Building back the POC rubble
Someone has to rebuild from the rubble at the Philippine Olympic Committee (POC).
It won’t be interim president Joey Romasanta for sure.
Romasanta, first vice president of the country’s Olympic body, replaced president Ricky Vargas when the business executive resigned unexpectedly last week, citing “corporate responsibilities and family sentiment.”
Vargas, who suspected Romasanta and the majority in the POC executive board of colluding to oust him, has kept quiet and held his peace since—but not POC board chair Abraham Tolentino.
The POC’s rule of succession puts Romasanta in command, but since Joey is not an incumbent head of a national sport association, Tolentino questioned his legitimacy as president.
His leadership under a cloud, and with Tolentino calling for a special POC election during an extraordinary general assembly (GA) meeting on Tuesday, Romasanta joined the chair and all members of the executive board—except three—in a mass resignation.

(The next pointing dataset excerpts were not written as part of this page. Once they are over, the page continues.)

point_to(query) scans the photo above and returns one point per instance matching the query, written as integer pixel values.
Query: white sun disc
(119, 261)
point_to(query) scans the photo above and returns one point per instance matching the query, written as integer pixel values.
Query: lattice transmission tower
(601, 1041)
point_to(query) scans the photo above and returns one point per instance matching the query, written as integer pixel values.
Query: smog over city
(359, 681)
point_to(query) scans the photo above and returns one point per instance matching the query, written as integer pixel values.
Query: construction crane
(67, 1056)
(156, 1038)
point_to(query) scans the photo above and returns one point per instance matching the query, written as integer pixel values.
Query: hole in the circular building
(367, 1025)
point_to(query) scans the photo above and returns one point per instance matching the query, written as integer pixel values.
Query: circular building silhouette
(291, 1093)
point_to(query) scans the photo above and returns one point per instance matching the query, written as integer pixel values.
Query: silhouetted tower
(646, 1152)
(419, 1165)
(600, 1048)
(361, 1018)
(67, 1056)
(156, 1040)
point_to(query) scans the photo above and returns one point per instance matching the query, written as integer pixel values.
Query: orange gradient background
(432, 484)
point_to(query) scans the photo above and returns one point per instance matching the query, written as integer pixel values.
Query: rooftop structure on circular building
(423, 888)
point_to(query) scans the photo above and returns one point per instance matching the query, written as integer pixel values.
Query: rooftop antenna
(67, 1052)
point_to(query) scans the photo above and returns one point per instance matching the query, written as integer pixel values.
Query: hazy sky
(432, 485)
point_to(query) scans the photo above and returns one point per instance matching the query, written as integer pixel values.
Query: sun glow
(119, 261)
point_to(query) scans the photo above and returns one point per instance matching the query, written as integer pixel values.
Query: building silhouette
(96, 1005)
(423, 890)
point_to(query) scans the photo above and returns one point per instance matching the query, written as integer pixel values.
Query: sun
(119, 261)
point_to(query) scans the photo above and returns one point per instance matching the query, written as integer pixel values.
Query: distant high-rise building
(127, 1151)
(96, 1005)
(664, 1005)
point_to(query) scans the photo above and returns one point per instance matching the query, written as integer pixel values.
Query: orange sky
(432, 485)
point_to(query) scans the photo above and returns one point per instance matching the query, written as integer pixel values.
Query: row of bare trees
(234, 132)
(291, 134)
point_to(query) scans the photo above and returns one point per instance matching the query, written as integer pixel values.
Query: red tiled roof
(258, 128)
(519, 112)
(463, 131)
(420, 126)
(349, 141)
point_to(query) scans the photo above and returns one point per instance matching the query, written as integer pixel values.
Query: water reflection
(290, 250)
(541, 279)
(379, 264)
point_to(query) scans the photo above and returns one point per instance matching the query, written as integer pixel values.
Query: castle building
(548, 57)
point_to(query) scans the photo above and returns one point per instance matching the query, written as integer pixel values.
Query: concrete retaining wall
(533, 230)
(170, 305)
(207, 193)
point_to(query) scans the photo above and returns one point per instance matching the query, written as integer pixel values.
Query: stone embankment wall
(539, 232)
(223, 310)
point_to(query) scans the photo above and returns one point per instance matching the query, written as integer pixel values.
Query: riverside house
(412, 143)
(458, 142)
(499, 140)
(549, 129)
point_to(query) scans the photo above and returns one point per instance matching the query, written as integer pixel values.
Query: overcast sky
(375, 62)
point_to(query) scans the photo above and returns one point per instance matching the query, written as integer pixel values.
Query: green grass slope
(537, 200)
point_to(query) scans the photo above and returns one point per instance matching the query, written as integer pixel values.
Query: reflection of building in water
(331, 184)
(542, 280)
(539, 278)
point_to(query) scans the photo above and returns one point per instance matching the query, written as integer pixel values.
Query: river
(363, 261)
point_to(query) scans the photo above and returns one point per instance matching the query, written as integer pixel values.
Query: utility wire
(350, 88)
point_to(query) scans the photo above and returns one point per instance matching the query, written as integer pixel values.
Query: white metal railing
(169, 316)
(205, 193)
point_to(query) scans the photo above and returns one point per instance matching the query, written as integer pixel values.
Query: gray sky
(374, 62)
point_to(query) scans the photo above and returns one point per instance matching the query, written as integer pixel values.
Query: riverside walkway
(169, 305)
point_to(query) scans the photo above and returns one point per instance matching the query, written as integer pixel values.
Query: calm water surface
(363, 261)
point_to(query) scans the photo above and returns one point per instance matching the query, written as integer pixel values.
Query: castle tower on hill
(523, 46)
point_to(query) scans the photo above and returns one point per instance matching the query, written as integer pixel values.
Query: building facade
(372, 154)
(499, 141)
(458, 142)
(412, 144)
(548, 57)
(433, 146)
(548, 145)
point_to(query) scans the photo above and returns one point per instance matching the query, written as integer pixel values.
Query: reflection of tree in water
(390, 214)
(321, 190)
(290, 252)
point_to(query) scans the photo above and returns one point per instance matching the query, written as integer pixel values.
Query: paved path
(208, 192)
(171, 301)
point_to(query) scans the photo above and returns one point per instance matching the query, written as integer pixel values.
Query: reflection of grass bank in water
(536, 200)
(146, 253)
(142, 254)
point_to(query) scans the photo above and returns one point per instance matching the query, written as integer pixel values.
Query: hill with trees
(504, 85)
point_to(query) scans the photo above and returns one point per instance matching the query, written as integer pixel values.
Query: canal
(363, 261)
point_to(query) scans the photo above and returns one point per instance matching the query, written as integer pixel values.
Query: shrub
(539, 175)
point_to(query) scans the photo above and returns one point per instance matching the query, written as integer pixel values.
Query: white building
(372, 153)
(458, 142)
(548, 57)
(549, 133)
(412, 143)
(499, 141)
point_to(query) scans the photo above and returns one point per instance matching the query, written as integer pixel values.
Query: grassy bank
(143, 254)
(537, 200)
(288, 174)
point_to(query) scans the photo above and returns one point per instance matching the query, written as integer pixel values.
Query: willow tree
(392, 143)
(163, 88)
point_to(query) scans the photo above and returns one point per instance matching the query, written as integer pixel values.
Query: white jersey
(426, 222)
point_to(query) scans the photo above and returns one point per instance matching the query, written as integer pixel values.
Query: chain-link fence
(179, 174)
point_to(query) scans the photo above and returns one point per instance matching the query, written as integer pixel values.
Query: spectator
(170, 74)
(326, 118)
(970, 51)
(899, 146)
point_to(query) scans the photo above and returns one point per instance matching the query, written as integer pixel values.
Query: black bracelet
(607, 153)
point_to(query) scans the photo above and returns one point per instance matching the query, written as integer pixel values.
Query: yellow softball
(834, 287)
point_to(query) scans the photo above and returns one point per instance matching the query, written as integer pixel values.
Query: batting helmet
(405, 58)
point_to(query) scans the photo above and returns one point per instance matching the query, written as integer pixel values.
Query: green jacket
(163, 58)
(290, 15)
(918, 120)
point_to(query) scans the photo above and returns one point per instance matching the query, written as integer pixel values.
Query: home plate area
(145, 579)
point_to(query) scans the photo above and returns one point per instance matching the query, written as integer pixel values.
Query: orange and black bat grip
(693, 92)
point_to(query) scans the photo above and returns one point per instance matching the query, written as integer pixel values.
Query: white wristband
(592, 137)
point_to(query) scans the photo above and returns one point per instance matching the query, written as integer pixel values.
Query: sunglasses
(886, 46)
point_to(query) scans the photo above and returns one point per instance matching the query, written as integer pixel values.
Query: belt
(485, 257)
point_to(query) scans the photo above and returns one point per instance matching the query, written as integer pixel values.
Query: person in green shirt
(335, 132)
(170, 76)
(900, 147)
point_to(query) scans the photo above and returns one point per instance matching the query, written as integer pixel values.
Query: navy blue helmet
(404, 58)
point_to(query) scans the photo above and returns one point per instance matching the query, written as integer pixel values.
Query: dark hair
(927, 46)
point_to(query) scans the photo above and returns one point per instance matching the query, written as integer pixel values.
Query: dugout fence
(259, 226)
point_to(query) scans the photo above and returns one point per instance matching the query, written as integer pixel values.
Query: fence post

Romasanta and company, including Vargas’ predecessor, former POC president Peping Cojuangco, resigned to end the agency’s leadership conflict, leaving all positions vacant and paving the way for a snap election on July 5.
“We need fresh faces and new ideas in the POC. We cannot go on like this forever,” an exasperated Romasanta, who said he will not run for any position, told Inquirer sports reporter June Navarro.
A new set of officers will finish the term of Vargas and the current board, according to Tolentino, now possibly the lone wolf in a very public squabble with the executive board majority.
But billiards president Robert Mananquil, absent along with Prospero Pichay of chess and POC second vice president Jeff Tamayo during the GA, said he will weigh his options first.
“Emotions reigned supreme at the GA Tuesday. People were not thinking straight,” Mananquil said. “I already know of one board member recalling her resignation and I expect more to do so.”
A source at the POC also questioned the legality of Tolentino’s actions and the mass resignation since these were not done and recorded officially first in a regularly scheduled board meeting before being raised in the GA.
The source noted that Tolentino, who tends to ram things through without regard to parliamentary procedures, also resigned on Tuesday. “So how can he sign a memo and call for a snap election?”
The man Romasanta replaced as director of the fruitful Gintong Alay project formally takes his oath as Laoag City mayor on Saturday.
Michael Keon, an ex-governor of Ilocos Norte, and his cousin—Sen.-elect Imee Marcos—will be among incoming congressional and provincial officials and town mayors in a mass swearing-in in nearby Batac town.
Also present will be Supreme Court Justice Diosdado Peralta and Cardinal Orlando Quevedo, both Laoag natives.
Quevedo will officiate during a 7 a.m. Mass at Immaculate Conception Parish Church. Peralta will induct Keon and company at the town square following church services.